Ali Baba en de veertig rovers
Het verhaal van Ali Baba is pas in de 18e eeuw toegevoegd aan de sprookjes van 1001 nacht. Het is geschreven door Antoine Galland, een Fransman, maar zou zijn oorsprong vinden in het Rode Zeegebied van Soedan in Afrika.
Het verhaal in een notendop
Ali Baba en de veertig rovers verhaalt over Ali Baba en zijn broer Kassim. Ali was gehuwd met een arme vrouw, terwijl Kassim een rijke echtgenote had. Op een dag was Ali getuige van iets dat zijn leven zou veranderen. 40 rovers spraken bij een rotspartij de magische woorden “Sesam open u.”, waarna er een opening ontstond en de rovers in de grot liepen. Ali herhaalde dit nadat de rovers weggegaan waren, en vond talloze schatten die de rovers buit hadden gemaakt. Ali nam zoveel hij kon mee terug naar huis.

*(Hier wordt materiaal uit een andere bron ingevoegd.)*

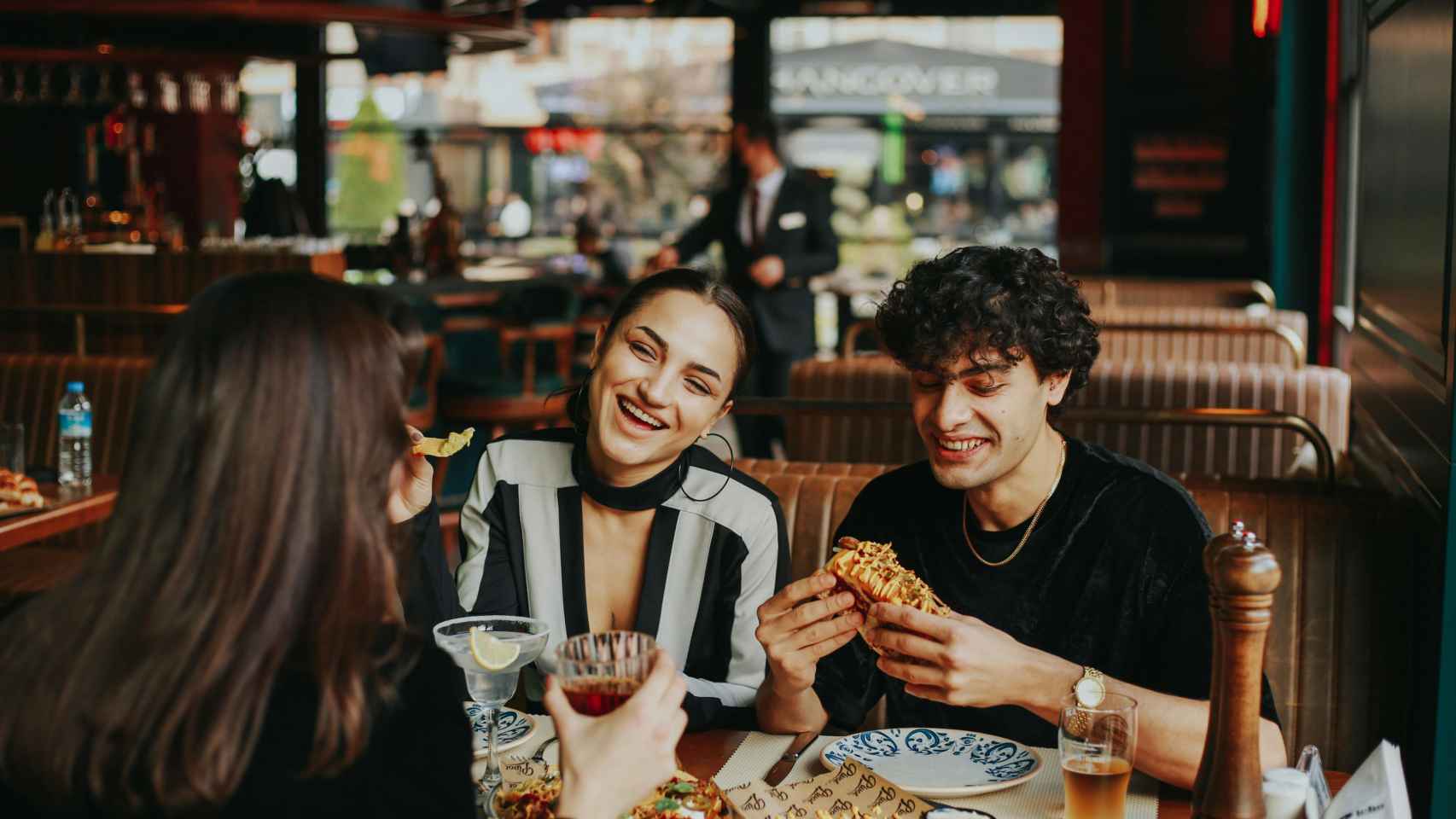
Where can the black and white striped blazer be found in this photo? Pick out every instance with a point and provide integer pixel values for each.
(709, 563)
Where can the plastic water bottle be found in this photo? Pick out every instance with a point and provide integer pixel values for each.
(74, 456)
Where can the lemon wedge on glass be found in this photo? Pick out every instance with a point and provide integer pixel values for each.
(490, 652)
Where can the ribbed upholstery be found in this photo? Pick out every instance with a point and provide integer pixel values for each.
(1119, 291)
(31, 389)
(1346, 566)
(1318, 393)
(853, 439)
(1168, 345)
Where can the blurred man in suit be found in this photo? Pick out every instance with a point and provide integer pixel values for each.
(775, 235)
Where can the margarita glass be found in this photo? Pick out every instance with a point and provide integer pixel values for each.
(492, 682)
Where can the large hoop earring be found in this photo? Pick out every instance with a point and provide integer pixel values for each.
(579, 406)
(682, 473)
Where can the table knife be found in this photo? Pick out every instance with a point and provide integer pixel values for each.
(785, 763)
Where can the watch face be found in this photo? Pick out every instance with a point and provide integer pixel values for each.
(1089, 693)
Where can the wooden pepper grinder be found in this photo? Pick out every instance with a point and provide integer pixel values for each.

Eenmaal thuisgekomen vertelde Ali het verhaal aan Kassim, welke snel richting het rovershol ging om de schatten te stelen. Aangekomen in de grot was Kassim zo overweldigd door de weelde, dat hij vergat wat de magische woorden waren om de deur te openen. Hij zat opgesloten en kon niets anders dan wachten tot iemand de deur weer zou openen. Helaas voor hem waren dit de 40 rovers en werd hij door hen in vieren gehakt.